Thatcham are a founder member of the International Insurance Whiplash Prevention Group (IIWPG), a collection of like-minded insurance research centres throughout the world that have worked together to formulate a dynamic test protocol for whiplash prevention.The procedure is the very first international dynamic test for whiplash evaluation and is undertaken in Europe by Thatcham and in the USA by the Insurance Institute for Highway Safety.
Thatcham’s crash facility is equipped with a Hyper G Sled, which is able to recreate the typical forces in a low speed rear impact. The seat is placed on our Hyper-G test sled and accelerated to 10 mph (16 km/h) in a tenth of a second, recreating the forces endured by an occupant in a typical low speed crash.
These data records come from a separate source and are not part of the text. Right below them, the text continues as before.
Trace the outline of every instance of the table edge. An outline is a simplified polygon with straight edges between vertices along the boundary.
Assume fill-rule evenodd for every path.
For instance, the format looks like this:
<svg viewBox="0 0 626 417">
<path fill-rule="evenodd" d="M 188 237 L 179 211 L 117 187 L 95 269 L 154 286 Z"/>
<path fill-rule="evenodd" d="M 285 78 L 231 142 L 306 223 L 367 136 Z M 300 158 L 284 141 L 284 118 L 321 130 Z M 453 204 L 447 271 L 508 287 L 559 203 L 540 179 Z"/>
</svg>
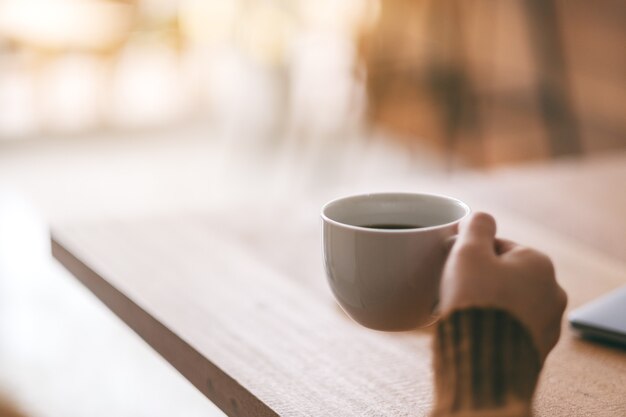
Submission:
<svg viewBox="0 0 626 417">
<path fill-rule="evenodd" d="M 52 256 L 109 310 L 229 416 L 279 414 L 75 256 L 57 231 Z"/>
</svg>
The accelerations and forces imparted to the specially designed Biofidelic Rear Impact Dummy are recorded for detailed analysis.
Technicians are then able to measure the effectiveness of different seats and head restraints and using the data have been able to encourage manufacturers to improve designs to a point where more than 70% of tested seats are now rated as ‘good’ or ‘acceptable’.
Thatcham have also used this expertise to develop a whiplash injury toolkit (WITkit) which some insurer members are now using to help fast track whiplash claims and identify those which may require further investigation.
Regardless of the effectiveness of a particular seat or head restraint motorists can help themselves by adjusting their head restraints. Head restraints should be positioned as close to the back of the head as possible (touching is best) and the top of the restraint should be as high as the top of the head.